Before We Discuss the Debate, We Must Have a Word About the Moderator

The trying-too-hard-to-smile fellow pictured above is Lee Kittell, program director at WDEV Radio. Quiet, very hardworking, seemingly pleasant enough fellow.

But my God, he put in a disgraceful performance as moderator of the gubernatorial debate held at the Tunbridge World’s Fair. He did a good job managing the flow, but his questions. They were long-winded, bombastic, and straight outta the QAnon/Trumpiverse.

The two candidates handled the situation as you might expect. Gov. Phil Scott slid past the questions and stuck to his canned talking points. Democrat Brenda Siegel responded strongly, even directly upbraiding Kittell on at least one occasion.

Let’s start with the nadir of this piece of performance art. The issue, you will be shocked to learn, was abortion. Kittell brought up Article 22 and asked if the candidates “approve the right to have an abortion right up to the delivery room?” Which is straight out of the anti-abortion playbook.

His follow-up was even worse. He referred to our current workforce issues and asked if “the 60 million abortions performed in the last 50 years” is a cause of worker shortages.

“I’m not sure you can make that conclusion,” replied Scott, and then pivoted to his boilerplate about Vermont’s demographic challenges.
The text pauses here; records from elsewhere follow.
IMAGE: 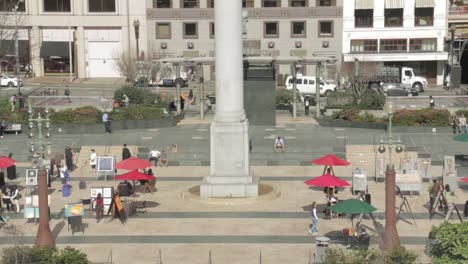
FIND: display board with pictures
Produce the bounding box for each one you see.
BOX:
[91,187,114,212]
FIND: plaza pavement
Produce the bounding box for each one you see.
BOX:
[0,113,468,263]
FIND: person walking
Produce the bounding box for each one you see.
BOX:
[309,202,318,235]
[89,149,97,175]
[458,114,466,134]
[304,96,310,116]
[122,94,130,107]
[63,85,71,103]
[94,193,104,223]
[18,93,24,112]
[65,146,73,171]
[0,119,7,138]
[10,94,16,112]
[122,144,132,160]
[149,147,161,167]
[102,112,112,134]
[429,95,435,108]
[450,114,458,134]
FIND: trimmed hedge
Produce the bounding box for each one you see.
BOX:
[393,109,450,127]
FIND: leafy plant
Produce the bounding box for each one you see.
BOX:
[429,222,468,264]
[358,92,385,110]
[275,89,301,105]
[393,109,450,126]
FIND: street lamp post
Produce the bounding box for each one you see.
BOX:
[28,105,55,247]
[133,19,140,60]
[378,101,403,250]
[14,0,24,94]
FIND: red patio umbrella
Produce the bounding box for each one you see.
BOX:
[311,154,351,166]
[304,174,350,187]
[114,170,154,181]
[311,154,351,174]
[460,177,468,182]
[115,157,151,171]
[0,156,16,169]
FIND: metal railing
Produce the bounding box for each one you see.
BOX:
[386,95,468,110]
[28,95,113,111]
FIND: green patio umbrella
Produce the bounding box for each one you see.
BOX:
[330,199,377,214]
[453,133,468,142]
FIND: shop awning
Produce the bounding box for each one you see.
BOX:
[0,40,29,57]
[354,0,374,9]
[41,41,73,58]
[416,0,435,7]
[385,0,405,9]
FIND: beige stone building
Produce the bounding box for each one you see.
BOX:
[147,0,343,79]
[0,0,148,78]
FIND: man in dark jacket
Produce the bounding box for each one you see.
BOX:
[122,144,132,160]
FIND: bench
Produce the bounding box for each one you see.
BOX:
[5,124,22,135]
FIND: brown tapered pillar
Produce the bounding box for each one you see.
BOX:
[36,168,55,247]
[383,164,400,250]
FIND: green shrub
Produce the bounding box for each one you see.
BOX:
[327,91,355,109]
[275,89,301,105]
[50,106,102,124]
[2,246,90,264]
[114,85,162,105]
[429,222,468,264]
[110,105,164,120]
[393,109,450,126]
[358,92,385,110]
[455,109,468,118]
[332,108,361,121]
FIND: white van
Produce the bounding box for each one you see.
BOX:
[285,75,336,95]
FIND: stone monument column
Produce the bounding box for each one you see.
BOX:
[200,0,258,197]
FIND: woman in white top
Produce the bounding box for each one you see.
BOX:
[309,202,318,235]
[89,149,97,175]
[60,163,68,184]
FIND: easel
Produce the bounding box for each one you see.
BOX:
[396,186,418,226]
[445,203,463,223]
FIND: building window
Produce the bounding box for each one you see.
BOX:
[410,38,437,51]
[380,39,407,52]
[263,22,279,38]
[385,8,403,27]
[351,39,377,53]
[289,0,309,7]
[414,8,434,26]
[242,0,254,8]
[156,23,171,39]
[0,0,26,12]
[184,23,198,39]
[316,0,336,6]
[153,0,172,8]
[354,9,374,28]
[262,0,281,7]
[44,0,71,12]
[319,21,333,37]
[180,0,199,8]
[88,0,115,12]
[210,22,215,39]
[291,21,306,38]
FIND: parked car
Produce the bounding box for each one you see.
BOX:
[0,73,23,87]
[380,83,419,96]
[285,74,336,96]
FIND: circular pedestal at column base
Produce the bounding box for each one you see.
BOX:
[181,184,281,205]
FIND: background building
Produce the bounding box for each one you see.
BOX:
[147,0,343,79]
[343,0,448,85]
[448,1,468,84]
[0,0,147,78]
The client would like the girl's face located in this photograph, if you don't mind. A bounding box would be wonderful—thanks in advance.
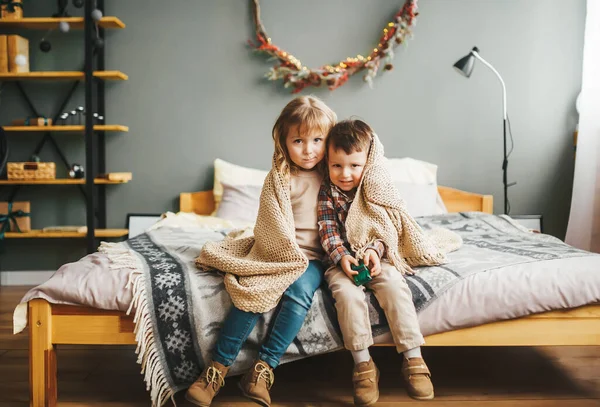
[285,126,325,170]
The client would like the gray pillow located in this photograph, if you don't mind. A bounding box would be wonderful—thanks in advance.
[216,182,262,223]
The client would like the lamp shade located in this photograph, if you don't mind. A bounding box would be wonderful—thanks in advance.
[454,47,479,78]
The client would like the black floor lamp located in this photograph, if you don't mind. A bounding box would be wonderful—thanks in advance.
[454,47,516,215]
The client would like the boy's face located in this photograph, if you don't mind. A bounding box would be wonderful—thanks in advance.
[285,126,325,170]
[327,146,367,192]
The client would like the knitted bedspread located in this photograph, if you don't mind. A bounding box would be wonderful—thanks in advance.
[99,212,591,406]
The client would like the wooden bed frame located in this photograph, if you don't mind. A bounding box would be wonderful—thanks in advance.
[29,187,600,407]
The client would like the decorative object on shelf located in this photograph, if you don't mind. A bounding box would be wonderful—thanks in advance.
[42,226,87,233]
[69,163,85,179]
[248,0,418,93]
[0,35,8,73]
[7,35,29,73]
[0,127,9,173]
[39,0,92,52]
[98,172,132,182]
[6,162,56,180]
[10,117,52,126]
[0,201,31,240]
[454,47,516,215]
[0,0,23,20]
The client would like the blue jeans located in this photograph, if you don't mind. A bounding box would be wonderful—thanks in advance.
[213,260,324,368]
Siegel was taking no shit. “I was not born to develop a workforce,” she said. “It is an offensive question to even suggest that we should have had babies in order to develop a workforce.”

Offensive it was, but par for Kittell’s rightward course. Elsewhere, he made it clear he doesn’t believe in climate change, thinks the solution to gun violence is (wait for it) more people openly carrying guns, advocates a tough-on-crime approach to the opioid crisis*, believes our housing shortage is entirely due to excessive regulation, says we should shut down publicly-funded broadband efforts because Starlink will solve the problem, and suggests that we should end our dependence on Vermont’s only landfill and return to the days when every town had its own dump.

*Which he blames entirely on illicit fentanyl, not the pill-pushing profiteering of Big Pharma.

Yeah, the whole affair was tainted by that kind of questioning.

I’m a fan of WDEV and hope for its continued survival, but that was an embarrassment. It’s doubly unfortunate because it was the first debate of the general election campaign. Generally the first debate garners the most attention.

And the media coverage made little to no mention of Kittell’s extreme bias. VTDigger and Seven Days mentioned the abortion/workforce question (because how in hell could you not?), but nothing about the rest of Kittell’s performance. The teevee coverage was its usual surface-scrape, touching on an issue exchange or two and nothing more.

I am planning to write about the debate itself, but I had to get this off my chest. Woof.

2 thoughts on “Before We Discuss the Debate, We Must Have a Word About the Moderator

  1. gunslingeress

    I didn’t see the debate, so I don’t know how badly or well this gentleman performed. But did you not like his performance or just his politics?